= Platon Panyutin =

Platon Sergeevich Panjutin (Платон Сергеевич Панютин, 1889 – 1946) was a Russian chemist, botanist, naturalist, and mountain climber. He collected botanical specimens in the southern part of the Caucasus Mountains in Abkhazia.

Panjutin was a chemist by education, but his love of nature made botany his second specialty; he became a great researcher and herbarium collector of the flora of Abkhazia (Feodorov 1948).

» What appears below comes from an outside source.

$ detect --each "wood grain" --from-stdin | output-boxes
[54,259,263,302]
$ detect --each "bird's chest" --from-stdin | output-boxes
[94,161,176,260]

In 1913 the botanist G. Sakharov collected a snowdrop (genus Galanthus) near Gagra at 1,600 meters. After studying the botanical specimen, Panjutin named its species Galanthus valentinae. However, Panjutin did not validly publish the name according to the rules of the International Code of Botanical Nomenclature. For about a century, botanists regarded G. valentinae as a synonym for G. krasnovii. In 2008 Dmitri Zubov and Olga Bondareva collected in western Transcaucasia a snowdrop specimen. According to Zubov and Aaron P. Davis (from Kew) the 2008 specimen belonged to the same species as Sakharov's 1913 specimen and, furthermore, the two specimens belonged to a species different from the 19 known species in the genus Galanthus. Zubov and Davis named the new species Galanthus panjutinii in honor of Panjutin.

==Eponyms==
- Galanthus panjutinii

==Selected publications==
- Panjutin, P. (1930). "Zur Frage der Gewinnung des reinen Glyzerids der Rizinolsäure"
- Marder, M. (1938). "Mineralölprodukte"
- Panjutin, P. S. "Tall herbaceous vegetation of the West Caucasus." Izvestia Russk Geogr Obschestva 71, no. 9 (1939): 27–45.
- Panjutin, P. S. "Mires of Colchide." Botanicheskii Zhurnal of USSR 27, no. 5 (1942): 94–107.